On his fourth birthday, the career that Carl had strived so hard to establish fell to pieces with one well-placed story in the redtops proclaiming that at 6 weeks old Carl had cried so much one night that he’d woken up New Mexico – unfortunately for Carl, the incompetent reporter hadn’t realised that this didn’t mean a million-or-so people, and the public could not be dissuaded from taking the angle put about by the media.  A petition was set up and signed by 8 billion people (mostly fictional) and Carl was banned from working in Hollywood ever again.  Finding himself out of work at 4 years old, Carl felt that the time was right to take his money, emigrate to the UK and set up a new life in a Somerset hamlet, selling newspapers and confectionery to old men with speech impediments.

“Your hand is empty.”  “No there’s money in it.”  “I can’t see it – show me the money.”  “It’s there, you’re just not looking hard enough.”  “I’m calling the police.”  “Okay, fine, here’s your money.”  “That’s great, ta.”

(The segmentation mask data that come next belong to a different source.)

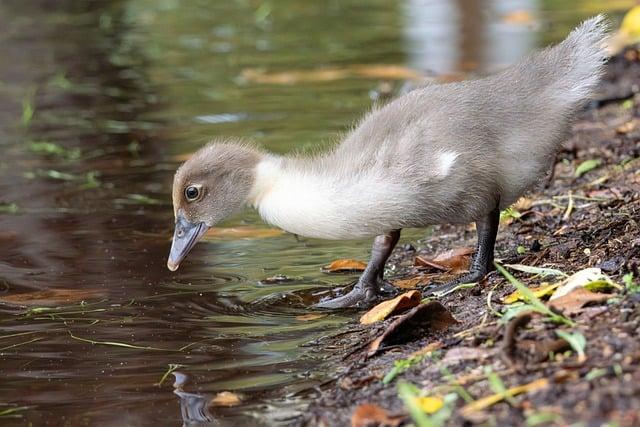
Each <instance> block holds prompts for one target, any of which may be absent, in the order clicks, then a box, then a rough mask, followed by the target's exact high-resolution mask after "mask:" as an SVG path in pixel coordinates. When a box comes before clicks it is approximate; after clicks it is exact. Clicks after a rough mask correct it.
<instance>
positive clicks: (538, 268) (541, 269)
mask: <svg viewBox="0 0 640 427" xmlns="http://www.w3.org/2000/svg"><path fill="white" fill-rule="evenodd" d="M504 266H505V267H509V268H510V269H512V270H517V271H522V272H523V273H530V274H537V275H539V276H542V277H547V276H562V277H567V274H565V273H563V272H562V271H560V270H556V269H555V268H544V267H533V266H529V265H522V264H505V265H504Z"/></svg>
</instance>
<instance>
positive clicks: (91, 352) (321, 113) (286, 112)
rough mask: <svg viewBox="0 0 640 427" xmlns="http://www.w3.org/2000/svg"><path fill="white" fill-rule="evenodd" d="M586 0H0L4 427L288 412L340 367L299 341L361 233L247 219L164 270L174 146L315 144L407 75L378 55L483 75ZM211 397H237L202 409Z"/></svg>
mask: <svg viewBox="0 0 640 427" xmlns="http://www.w3.org/2000/svg"><path fill="white" fill-rule="evenodd" d="M597 3H598V2H592V1H584V2H580V1H544V0H540V1H534V0H517V1H489V0H486V1H476V0H469V1H464V0H458V1H450V2H449V1H435V0H434V1H429V0H422V1H419V0H407V1H404V2H402V1H389V0H370V1H366V2H363V1H357V0H350V1H327V2H312V1H292V0H278V1H275V0H274V1H270V2H259V1H254V0H237V1H231V0H229V1H216V2H211V1H204V0H197V1H196V0H193V1H188V2H186V1H178V0H130V1H124V0H121V1H86V2H84V1H83V2H78V1H72V0H58V1H47V0H31V1H28V2H25V1H18V0H7V1H2V2H0V28H2V31H1V32H0V58H1V59H0V61H1V63H0V64H1V65H0V153H1V154H0V353H2V362H1V364H0V375H1V376H2V382H1V384H0V417H2V419H1V420H0V422H2V423H3V425H4V424H11V423H15V424H16V425H25V424H29V423H31V424H32V425H45V424H50V425H114V426H116V425H117V426H121V425H149V424H152V423H153V424H155V425H180V424H182V423H185V424H197V423H204V424H206V423H211V424H218V425H243V424H246V425H256V424H267V425H272V424H285V425H286V424H287V423H289V422H290V421H291V419H292V417H295V415H296V414H297V413H298V411H300V410H303V409H304V405H305V402H306V400H305V399H308V398H309V394H308V393H307V392H306V391H305V390H308V389H309V388H310V387H312V386H314V385H317V384H319V383H321V382H322V381H323V379H326V378H327V377H329V376H330V375H331V367H330V366H327V365H326V364H323V360H324V358H325V356H326V353H325V352H323V349H322V348H317V347H314V346H313V345H312V344H310V343H312V341H313V340H314V339H316V338H318V337H321V336H324V335H328V334H331V333H335V332H336V331H338V330H339V328H340V327H341V326H343V325H344V324H346V323H347V322H350V321H352V319H353V318H354V314H353V313H322V314H321V315H318V316H309V314H311V313H314V312H313V311H312V310H311V309H310V308H309V306H310V305H311V304H312V303H313V302H314V301H317V299H318V298H319V296H318V295H319V293H321V292H322V291H326V290H327V289H329V288H332V287H334V286H336V285H338V284H343V283H346V282H349V281H350V280H352V279H353V278H354V277H351V276H327V275H324V274H323V273H321V272H320V266H322V265H324V264H327V263H329V262H330V261H331V260H333V259H337V258H344V257H349V258H357V259H363V260H366V258H367V256H368V250H369V245H370V242H367V241H352V242H326V241H320V240H312V239H296V238H295V237H294V236H291V235H287V234H280V233H277V232H274V231H271V230H270V229H269V228H268V227H267V226H266V225H264V224H262V223H261V222H260V220H259V218H258V217H257V216H256V214H255V213H253V212H246V213H243V214H242V215H239V216H236V217H234V218H232V219H230V220H229V221H227V222H225V223H224V224H221V228H223V229H227V231H226V232H224V231H221V232H219V233H218V234H216V235H213V236H210V238H208V239H207V241H206V242H204V243H200V244H198V245H197V246H196V248H195V249H194V250H193V251H192V253H191V254H190V255H189V257H188V258H187V261H185V263H184V264H183V266H182V267H181V268H180V270H178V271H177V272H175V273H171V272H170V271H168V270H167V269H166V266H165V264H166V257H167V254H168V250H169V238H170V236H171V233H172V229H173V212H172V208H171V205H170V203H171V201H170V188H171V187H170V186H171V180H172V175H173V172H174V171H175V169H176V168H177V166H178V165H179V162H180V159H182V158H183V157H184V155H185V154H188V153H191V152H193V151H195V150H196V149H197V148H198V147H200V146H202V145H203V144H204V143H206V142H207V141H209V140H211V139H213V138H220V137H225V136H232V137H242V138H246V139H251V140H255V141H257V142H258V143H259V144H262V145H264V146H265V147H267V148H268V149H271V150H273V151H276V152H281V153H283V152H287V151H291V150H294V149H295V150H307V149H309V148H311V147H317V146H321V145H326V144H327V143H331V142H332V141H335V140H336V135H337V134H339V133H340V132H344V131H345V130H347V129H348V128H349V126H351V125H352V124H353V123H354V121H355V120H357V118H358V117H360V116H361V114H362V113H363V112H365V111H366V110H367V109H368V108H370V106H371V104H372V98H375V95H376V93H377V92H378V91H380V89H381V88H385V87H386V86H387V85H389V83H390V86H391V87H392V88H397V87H399V86H400V85H401V83H402V82H401V80H400V79H398V80H396V77H398V78H400V77H402V75H403V72H405V71H406V70H404V69H400V70H397V69H391V68H384V67H380V65H381V64H392V65H399V66H402V67H410V68H413V69H416V70H419V71H423V72H427V73H428V74H432V75H437V76H441V77H443V78H444V79H452V78H458V77H459V76H460V75H465V74H467V73H475V74H484V73H487V72H490V71H493V70H495V69H499V68H500V67H503V66H505V65H507V64H509V63H510V62H512V61H513V60H515V59H516V58H518V57H520V56H521V55H523V54H524V53H526V52H527V51H529V50H530V49H532V48H534V47H537V46H540V45H544V44H547V43H549V42H552V41H556V40H559V39H560V38H562V37H563V35H565V34H566V32H567V31H568V30H569V29H570V28H571V27H572V26H573V25H574V24H576V23H577V22H578V21H579V20H580V19H582V18H585V17H587V16H590V15H592V14H594V13H595V12H596V11H598V10H599V7H601V6H602V5H601V4H600V5H598V4H597ZM613 3H615V4H613V5H612V6H611V7H618V8H620V9H623V8H625V7H626V6H628V5H629V3H632V2H631V1H627V2H613ZM620 13H621V11H615V12H613V14H614V15H615V16H618V15H619V14H620ZM314 70H315V71H314ZM403 70H404V71H403ZM229 229H231V230H230V231H229ZM424 233H425V231H419V230H413V231H409V232H407V233H406V234H405V236H404V237H403V242H414V243H415V242H416V241H417V240H418V239H419V238H420V237H422V236H423V235H424ZM275 275H285V276H287V277H289V278H291V280H289V281H286V282H282V283H267V282H268V281H267V282H265V281H264V279H266V278H269V277H272V276H275ZM176 365H179V366H176ZM170 368H171V369H176V372H177V377H178V378H179V380H180V381H179V382H180V383H181V385H180V387H179V388H178V390H177V391H176V393H174V387H173V386H172V383H173V382H174V376H173V375H168V376H166V377H165V378H164V380H163V376H165V374H166V373H167V372H168V370H169V369H170ZM182 382H184V384H182ZM220 391H233V392H236V393H239V394H240V395H241V396H242V403H241V404H240V405H239V406H236V407H233V408H216V407H212V408H209V409H207V408H206V406H207V402H208V401H209V400H210V399H211V397H212V396H214V395H215V394H216V393H218V392H220Z"/></svg>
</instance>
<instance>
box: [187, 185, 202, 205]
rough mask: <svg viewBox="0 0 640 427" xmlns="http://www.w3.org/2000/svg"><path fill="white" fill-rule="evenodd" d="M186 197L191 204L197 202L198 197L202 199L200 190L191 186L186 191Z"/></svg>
mask: <svg viewBox="0 0 640 427" xmlns="http://www.w3.org/2000/svg"><path fill="white" fill-rule="evenodd" d="M184 197H186V198H187V200H188V201H189V202H193V201H196V200H197V199H198V197H200V189H199V188H198V187H196V186H195V185H190V186H188V187H187V188H185V189H184Z"/></svg>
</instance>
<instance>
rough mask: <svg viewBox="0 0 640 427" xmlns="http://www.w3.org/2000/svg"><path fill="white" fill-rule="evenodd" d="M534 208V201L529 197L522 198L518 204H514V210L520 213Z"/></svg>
mask: <svg viewBox="0 0 640 427" xmlns="http://www.w3.org/2000/svg"><path fill="white" fill-rule="evenodd" d="M531 206H533V200H531V199H529V198H527V197H520V198H519V199H518V201H517V202H515V203H514V204H513V208H514V209H516V210H518V211H526V210H528V209H530V208H531Z"/></svg>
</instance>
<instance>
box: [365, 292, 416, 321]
mask: <svg viewBox="0 0 640 427" xmlns="http://www.w3.org/2000/svg"><path fill="white" fill-rule="evenodd" d="M421 299H422V294H421V293H420V291H409V292H406V293H404V294H402V295H399V296H397V297H395V298H394V299H392V300H389V301H383V302H381V303H380V304H378V305H376V306H375V307H373V308H372V309H371V310H369V311H367V312H366V313H365V314H363V315H362V317H360V323H361V324H363V325H369V324H371V323H375V322H379V321H380V320H384V319H386V318H387V317H389V316H392V315H394V314H399V313H402V312H403V311H406V310H408V309H410V308H413V307H415V306H417V305H418V304H420V300H421Z"/></svg>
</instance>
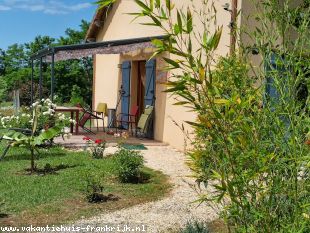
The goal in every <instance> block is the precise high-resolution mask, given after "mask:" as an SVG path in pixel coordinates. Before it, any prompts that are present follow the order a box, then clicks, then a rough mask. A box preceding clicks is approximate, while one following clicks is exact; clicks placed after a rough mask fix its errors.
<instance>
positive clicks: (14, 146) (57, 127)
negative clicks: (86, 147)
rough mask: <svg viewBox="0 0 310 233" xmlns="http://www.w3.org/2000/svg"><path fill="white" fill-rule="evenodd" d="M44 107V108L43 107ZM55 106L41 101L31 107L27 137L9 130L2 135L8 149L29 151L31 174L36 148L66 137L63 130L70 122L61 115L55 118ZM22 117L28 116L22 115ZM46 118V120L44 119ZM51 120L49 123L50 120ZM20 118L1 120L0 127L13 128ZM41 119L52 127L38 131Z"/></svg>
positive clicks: (50, 102) (33, 168)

Carl’s new lifestyle had suited him perfectly.  Free from the invasive eyes of unscrupulous American journalists he had been able to start afresh, put aside the snoring scandal and still keep up-to-date with the latest Hollywood blockbusters from the comfort of his own armchair.  Then in 1996, Tom Cruise and Cuba Gooding Jr. propelled the romantic comedy Jerry Maguire to the very forefront of popular culture and Carl had found a new obsession.  Not since watching and re-watching Hitchcock’s The 39 Steps from his doorway baby bouncer or reading and re-reading D.H.Lawrence’s Sons and Lovers during his first ultrasound scan had he felt so at one with a creative work.  ‘Show me the money’ became his favourite phrase, and as a shopkeeper working behind a till he was to get the opportunity to use it every day for as long as he kept it up.

Everybody in the village loved Carl – he was jolly, he was intellectual and he had a whole load of dirt on many of the old Tinseltown actors and actresses.  And they were sad when he was to leave the settlement after being snapped up for a job that would be made much easier by having the words of Jerry Maguire constantly on his lips – a shrew tamer.